Tinkex.Tokenizer (Tinkex v0.4.0)

Tokenization entrypoint for the Tinkex SDK.

This module will wrap the HuggingFace tokenizers NIF, resolve tokenizer IDs (TrainingClient metadata + Llama-3 hack), and coordinate caching strategy via ETS handles. Tokenizers are keyed by the resolved tokenizer ID and reused across calls to avoid repeated downloads. Chat templating is out of scope for v1.0; callers must provide fully formatted prompts/strings before encoding.

Summary

Types

handle()

Loaded tokenizer handle.

tokenizer_id()

Identifier for a tokenizer (e.g., HuggingFace repo name).

Functions

cache_table()

Return the ETS table used for tokenizer caching.

decode(ids, model_name, opts \\ [])

Decode token IDs back to text using a cached tokenizer.

encode(text, model_name, opts \\ [])

Encode text into token IDs using a cached tokenizer.

encode_text(text, model_name, opts \\ [])

Convenience alias for encode/3.

get_or_load_tokenizer(tokenizer_id, opts \\ [])

Get a tokenizer handle from cache or load and cache it using the resolved ID.

get_tokenizer_id(model_name, training_client \\ nil, opts \\ [])

Resolve the tokenizer ID for the given model.

Types

handle()

@type handle() :: Tokenizers.Tokenizer.t() | TiktokenEx.Encoding.t()

Loaded tokenizer handle.

tokenizer_id()

@type tokenizer_id() :: String.t()

Identifier for a tokenizer (e.g., HuggingFace repo name).

Functions

cache_table()

@spec cache_table() :: atom() | :ets.tid()
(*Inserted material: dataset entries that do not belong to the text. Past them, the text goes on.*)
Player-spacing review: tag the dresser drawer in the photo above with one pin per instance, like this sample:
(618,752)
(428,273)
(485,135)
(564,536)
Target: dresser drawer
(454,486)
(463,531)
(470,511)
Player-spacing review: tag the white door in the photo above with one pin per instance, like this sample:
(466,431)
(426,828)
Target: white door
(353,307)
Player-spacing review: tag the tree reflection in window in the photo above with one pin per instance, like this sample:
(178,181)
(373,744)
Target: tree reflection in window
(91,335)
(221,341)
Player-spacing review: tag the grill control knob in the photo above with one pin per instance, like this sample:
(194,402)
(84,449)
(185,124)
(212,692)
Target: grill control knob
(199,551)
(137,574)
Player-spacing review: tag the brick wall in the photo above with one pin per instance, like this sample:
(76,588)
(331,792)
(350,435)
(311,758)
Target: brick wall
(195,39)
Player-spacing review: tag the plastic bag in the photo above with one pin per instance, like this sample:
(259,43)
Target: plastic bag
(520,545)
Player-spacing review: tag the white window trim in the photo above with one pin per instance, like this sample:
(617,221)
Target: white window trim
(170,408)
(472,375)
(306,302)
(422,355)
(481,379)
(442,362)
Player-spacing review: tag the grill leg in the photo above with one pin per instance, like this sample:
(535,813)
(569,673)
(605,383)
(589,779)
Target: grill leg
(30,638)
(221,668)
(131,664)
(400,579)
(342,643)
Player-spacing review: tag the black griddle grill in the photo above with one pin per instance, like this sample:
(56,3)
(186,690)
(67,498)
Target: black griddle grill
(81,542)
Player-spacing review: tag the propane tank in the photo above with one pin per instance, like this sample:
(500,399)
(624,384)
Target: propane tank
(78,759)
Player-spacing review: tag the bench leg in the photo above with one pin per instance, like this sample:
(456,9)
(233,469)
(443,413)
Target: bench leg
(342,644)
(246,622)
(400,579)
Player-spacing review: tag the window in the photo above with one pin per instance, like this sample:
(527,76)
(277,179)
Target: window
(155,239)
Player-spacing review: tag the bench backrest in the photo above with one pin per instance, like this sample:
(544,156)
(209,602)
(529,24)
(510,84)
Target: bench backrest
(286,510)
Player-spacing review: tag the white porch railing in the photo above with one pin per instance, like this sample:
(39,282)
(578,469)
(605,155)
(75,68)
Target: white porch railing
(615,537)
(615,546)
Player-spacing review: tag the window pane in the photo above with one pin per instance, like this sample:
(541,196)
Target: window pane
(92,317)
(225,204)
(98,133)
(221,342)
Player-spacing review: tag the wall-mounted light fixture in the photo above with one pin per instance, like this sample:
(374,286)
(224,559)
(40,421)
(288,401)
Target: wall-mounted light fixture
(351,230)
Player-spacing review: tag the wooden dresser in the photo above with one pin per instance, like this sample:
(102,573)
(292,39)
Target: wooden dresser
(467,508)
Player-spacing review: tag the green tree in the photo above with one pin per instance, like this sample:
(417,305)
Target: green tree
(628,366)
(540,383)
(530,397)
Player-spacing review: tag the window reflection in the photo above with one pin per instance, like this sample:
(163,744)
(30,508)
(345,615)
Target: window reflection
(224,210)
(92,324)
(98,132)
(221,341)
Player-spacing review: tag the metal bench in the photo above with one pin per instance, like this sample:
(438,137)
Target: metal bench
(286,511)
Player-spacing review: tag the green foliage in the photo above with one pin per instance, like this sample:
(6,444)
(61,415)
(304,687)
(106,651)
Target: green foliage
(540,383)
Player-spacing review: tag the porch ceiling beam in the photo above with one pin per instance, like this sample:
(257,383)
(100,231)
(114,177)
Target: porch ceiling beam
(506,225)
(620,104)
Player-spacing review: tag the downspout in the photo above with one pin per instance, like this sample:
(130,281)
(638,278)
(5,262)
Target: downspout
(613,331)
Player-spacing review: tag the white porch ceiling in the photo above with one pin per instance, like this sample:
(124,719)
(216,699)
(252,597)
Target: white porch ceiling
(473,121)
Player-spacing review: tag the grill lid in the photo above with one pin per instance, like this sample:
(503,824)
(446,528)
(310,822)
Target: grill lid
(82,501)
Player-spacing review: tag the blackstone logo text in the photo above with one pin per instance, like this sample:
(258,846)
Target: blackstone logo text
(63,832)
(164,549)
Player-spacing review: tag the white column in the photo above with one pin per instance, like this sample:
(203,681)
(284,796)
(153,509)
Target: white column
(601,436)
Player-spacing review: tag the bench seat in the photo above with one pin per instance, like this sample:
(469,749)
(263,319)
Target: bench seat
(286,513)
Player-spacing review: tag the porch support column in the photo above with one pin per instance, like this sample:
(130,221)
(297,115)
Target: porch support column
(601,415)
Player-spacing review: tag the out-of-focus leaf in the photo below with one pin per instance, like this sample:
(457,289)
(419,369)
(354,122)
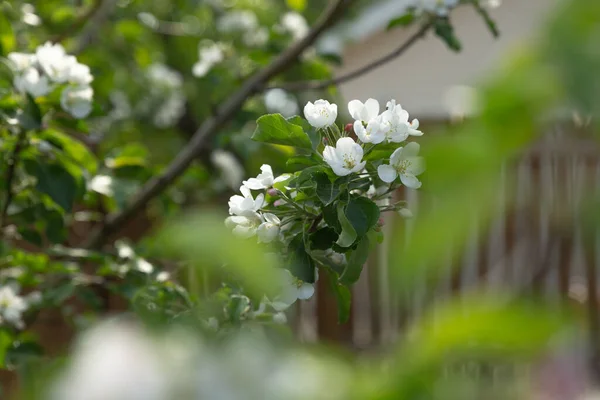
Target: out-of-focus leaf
(275,129)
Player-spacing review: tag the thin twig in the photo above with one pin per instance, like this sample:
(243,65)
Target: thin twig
(79,23)
(10,176)
(211,126)
(323,84)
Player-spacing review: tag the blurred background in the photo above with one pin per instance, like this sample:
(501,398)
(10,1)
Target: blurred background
(485,287)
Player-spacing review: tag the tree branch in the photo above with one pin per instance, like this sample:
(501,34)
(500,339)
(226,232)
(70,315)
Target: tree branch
(211,126)
(320,84)
(10,176)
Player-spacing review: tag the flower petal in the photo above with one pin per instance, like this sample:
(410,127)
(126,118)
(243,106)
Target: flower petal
(410,181)
(372,109)
(387,173)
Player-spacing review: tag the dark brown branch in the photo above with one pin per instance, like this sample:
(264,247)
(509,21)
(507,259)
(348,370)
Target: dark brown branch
(211,126)
(79,23)
(10,176)
(323,84)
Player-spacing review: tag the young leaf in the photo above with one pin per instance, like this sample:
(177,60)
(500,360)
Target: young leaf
(327,191)
(275,129)
(348,234)
(403,20)
(362,214)
(356,261)
(55,181)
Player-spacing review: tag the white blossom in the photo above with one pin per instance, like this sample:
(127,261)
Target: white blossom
(245,224)
(404,163)
(292,289)
(31,82)
(279,101)
(238,205)
(295,24)
(398,120)
(345,158)
(54,61)
(264,180)
(231,170)
(321,114)
(268,230)
(238,21)
(367,124)
(77,100)
(208,57)
(143,266)
(12,306)
(21,61)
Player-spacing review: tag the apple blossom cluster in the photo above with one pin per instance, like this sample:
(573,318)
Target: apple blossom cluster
(51,67)
(325,214)
(371,128)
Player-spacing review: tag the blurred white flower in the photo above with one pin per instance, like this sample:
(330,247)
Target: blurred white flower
(54,61)
(12,306)
(345,158)
(238,205)
(264,180)
(21,61)
(79,74)
(244,224)
(102,184)
(268,230)
(115,361)
(144,266)
(321,114)
(208,57)
(31,82)
(238,21)
(279,101)
(231,170)
(77,100)
(405,163)
(295,24)
(29,16)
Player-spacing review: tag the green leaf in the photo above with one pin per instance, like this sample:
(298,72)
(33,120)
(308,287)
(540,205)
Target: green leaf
(31,118)
(356,261)
(7,38)
(323,239)
(72,148)
(275,129)
(362,214)
(55,181)
(327,191)
(403,20)
(348,234)
(302,265)
(444,30)
(342,295)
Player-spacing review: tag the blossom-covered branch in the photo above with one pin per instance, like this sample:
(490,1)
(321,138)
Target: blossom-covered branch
(323,84)
(212,125)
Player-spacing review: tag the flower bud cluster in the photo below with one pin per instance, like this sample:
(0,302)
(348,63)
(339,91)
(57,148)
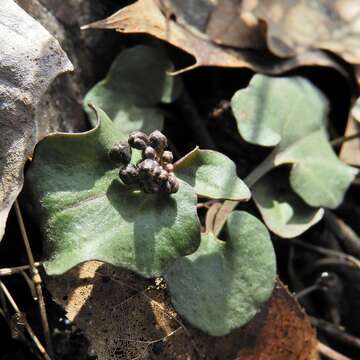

Return the ETS table used for tokenizer caching.

Tests can override this via __supertester_set_table__/2.

decode(ids, model_name, opts \\ [])

@spec decode([integer()], tokenizer_id() | String.t(), keyword()) ::
  {:ok, String.t()} | {:error, Tinkex.Error.t()}

Decode token IDs back to text using a cached tokenizer.

Mirrors encode/3 with the same caching and error contract.

encode(text, model_name, opts \\ [])

@spec encode(String.t(), tokenizer_id() | String.t(), keyword()) ::
  {:ok, [integer()]} | {:error, Tinkex.Error.t()}

Encode text into token IDs using a cached tokenizer.

Loads (or reuses) the tokenizer keyed by the resolved tokenizer ID and returns {:ok, [integer()]}. Does not apply chat templates; pass the already formatted string you want to tokenize.

Examples

iex> {:ok, ids} = Tinkex.Tokenizer.encode("Hello", "gpt2")
iex> Enum.all?(ids, &is_integer/1)
true

encode_text(text, model_name, opts \\ [])

@spec encode_text(String.t(), tokenizer_id() | String.t(), keyword()) ::
  {:ok, [integer()]} | {:error, Tinkex.Error.t()}

Convenience alias for encode/3.

Accepts the same options and returns the same tuple contract. Useful for user-facing API symmetry with Tinkex.Types.ModelInput.from_text/2.

get_or_load_tokenizer(tokenizer_id, opts \\ [])

@spec get_or_load_tokenizer(
  tokenizer_id(),
  keyword()
) :: {:ok, handle()} | {:error, Tinkex.Error.t()}

Get a tokenizer handle from cache or load and cache it using the resolved ID.

The ETS table :tinkex_tokenizers is created on demand if the application has not already started it.

get_tokenizer_id(model_name, training_client \\ nil, opts \\ [])

@spec get_tokenizer_id(String.t(), Tinkex.TrainingClient.t() | nil, keyword()) ::
  tokenizer_id()

Resolve the tokenizer ID for the given model.

If a training_client is provided, attempts to fetch model_data.tokenizer_id via the provided :info_fun (defaults to &TrainingClient.get_info/1).
Applies the Llama-3 gating workaround ("thinkingmachineslabinc/meta-llama-3-tokenizer").
Falls back to the provided model_name.